According to the researchers, pathologists regularly evaluate and label thousands of histopathology images to identify whether a patient has cancer. However, their average workload has significantly increased, which could lead to unintended misdiagnoses.
“Even though a lot of their work is repetitive, most pathologists are extremely busy because there’s a huge demand for what they do but there’s a global shortage of qualified pathologists, especially in many developing countries” professor and director of the Tulane Center of Biomedical Informatics and Genomics at Tulane University School of Medicine, Hong-Wen Deng, PhD, said in a press release.
“This study is revolutionary because we successfully leveraged artificial intelligence to identify and diagnose colorectal cancer in a cost-effective way, which could ultimately reduce the workload of pathologists.”
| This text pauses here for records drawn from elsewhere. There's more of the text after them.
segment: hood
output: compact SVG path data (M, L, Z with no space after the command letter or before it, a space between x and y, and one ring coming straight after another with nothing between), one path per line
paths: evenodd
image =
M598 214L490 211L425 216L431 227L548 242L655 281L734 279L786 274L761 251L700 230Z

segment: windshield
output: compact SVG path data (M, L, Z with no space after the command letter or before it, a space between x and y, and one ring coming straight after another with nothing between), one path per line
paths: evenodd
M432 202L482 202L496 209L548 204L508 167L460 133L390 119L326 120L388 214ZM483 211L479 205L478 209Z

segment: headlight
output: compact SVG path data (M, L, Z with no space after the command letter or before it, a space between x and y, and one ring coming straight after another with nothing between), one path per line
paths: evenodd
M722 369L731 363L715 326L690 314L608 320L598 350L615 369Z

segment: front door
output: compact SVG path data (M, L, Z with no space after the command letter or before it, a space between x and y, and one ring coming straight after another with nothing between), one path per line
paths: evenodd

The research team collected over 13,000 images of colorectal cancer from 8,803 subjects and 13 independent cancer centers in China, Germany, and the United States. Then, using images that technicians selected at random, the researchers built a machine learning program.
The program allows a computer to recognize images that depict colorectal cancer, which according to researchers, is one of the most common causes of cancer-related deaths in Europe and the US.
“The challenges of this study stemmed from complex large image sizes, complex shapes, textures, and histological changes in nuclear staining,” Deng explained.
“But ultimately the study revealed that when we used AI to diagnose colorectal cancer, the performance is shown comparable to and even better in many cases than real pathologists.”
Deng and this team used a performance measurement tool to determine the success of the study. After comparing the computer’s results with the work of the pathologists, the study indicated that the average pathologist scored around 0.969 for accurately when identifying colorectal cancer.
According to the research team, the average score for the machine-assisted AI computer program was 0.98, proving to be slightly more accurate than the manual data by pathologists.
Artificial Intelligence is an emerging technology when it comes to identifying cancers. According to the press release, Deng hopes that the study will influence pathologists to use more prescreening technology to speed up diagnosis.
“It’s still in the research phase and we haven’t commercialized it yet because we need to make it more user friendly and test and implement in more clinical settings. But as we develop it further, hopefully it can also be used for different types of cancer in the future. Using AI to diagnose cancer can expedite the whole process and will save a lot of time for both patients and clinicians,” Deng said.